After moving back in the draft and watching the top three receivers go, the Giants should have looked elsewhere. Toney was a late 1st round pick at best, and the Giants needed to address the offensive and defensive lines. Toney has the tools to be a solid pro, but the Giants missed on opportunities to improve bigger needs. 

Minnesota Vikings

Pick No. 23 (via JETS) – Christian Darrisaw, OT, Virginia Tech

Darrisaw was projected to go somewhere between 10 and 20 but fell a bit to the Vikings at 23. He was arguably the best athlete of all the offensive lineman in the 2021 class. Scouts note that Darrisaw can be ‘as good as he wants to be.’ He has all the physical traits to be an elite lineman but can lack the effort necessary at times.

Grade: A-

With Darrisaw falling to No. 23, the Vikings get – day-one starter with a high ceiling. The Vikings get great value after trading back in the draft.

New Orleans Saints

Pick No. 28 – Payton Turner, DE, Houston 

Turner was one of the best-kept secrets in the 2021 NFL Draft. Most mock drafts had the edge rusher as a 2nd round pick at best; however, the Saints pick him up late in the 1st round. As a three-year starter at Houston, Turner earned 2nd-team All-AAC despite playing in just 10 games in 2020.

Grade: C+

The Saints failed to find a trading partner to move up in the draft, so they stayed put at No. 28. Turner was a reach in the 1st round but possesses a high ceiling.
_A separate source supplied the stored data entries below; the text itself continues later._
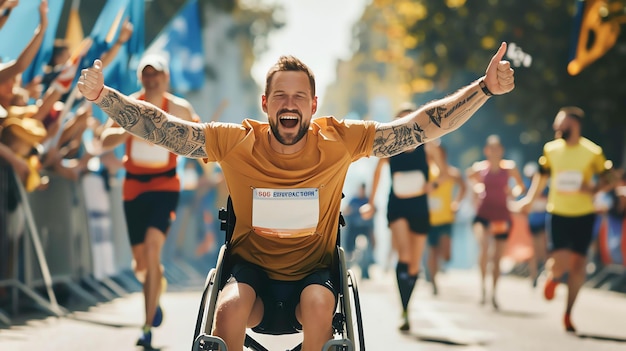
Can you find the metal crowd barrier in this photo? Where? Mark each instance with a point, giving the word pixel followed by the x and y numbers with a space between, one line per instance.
pixel 18 248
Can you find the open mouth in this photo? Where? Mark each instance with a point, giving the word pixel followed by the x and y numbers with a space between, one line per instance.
pixel 289 121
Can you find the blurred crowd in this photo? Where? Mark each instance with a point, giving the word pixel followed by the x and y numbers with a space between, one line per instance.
pixel 49 132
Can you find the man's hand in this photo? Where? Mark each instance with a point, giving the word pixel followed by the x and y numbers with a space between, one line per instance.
pixel 499 77
pixel 8 4
pixel 91 82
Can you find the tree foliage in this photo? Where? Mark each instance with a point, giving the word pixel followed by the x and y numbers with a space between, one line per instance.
pixel 445 39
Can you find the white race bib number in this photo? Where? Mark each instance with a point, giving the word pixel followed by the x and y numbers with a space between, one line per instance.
pixel 434 203
pixel 408 184
pixel 569 181
pixel 285 213
pixel 145 154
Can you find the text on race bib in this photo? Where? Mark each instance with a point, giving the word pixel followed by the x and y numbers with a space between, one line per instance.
pixel 145 154
pixel 285 213
pixel 568 181
pixel 407 184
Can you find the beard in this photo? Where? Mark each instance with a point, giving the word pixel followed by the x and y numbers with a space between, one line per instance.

Hopefully, he can grow into an elite pass-rusher at the NFL level.

Tampa Bay Buccaneers

Pick No. 32 – Joe Tryon, LB, Washington

Another raw linebacker prospect went in the 1st round; this time, it was Washington LB Joe Tryon to the Super Bowl Champions. His lack of experience is overshadowed by his physical traits, and he will have a chance to grow under Defensive Coordinator Todd Bowles.

Grade: B+

Tryon will need time to develop into a full-time backer at the next level. However, he will have the perfect chance to do that in Tampa Bay. The defending champs are returning all 22 starters and possess the most feared defense in the NFL.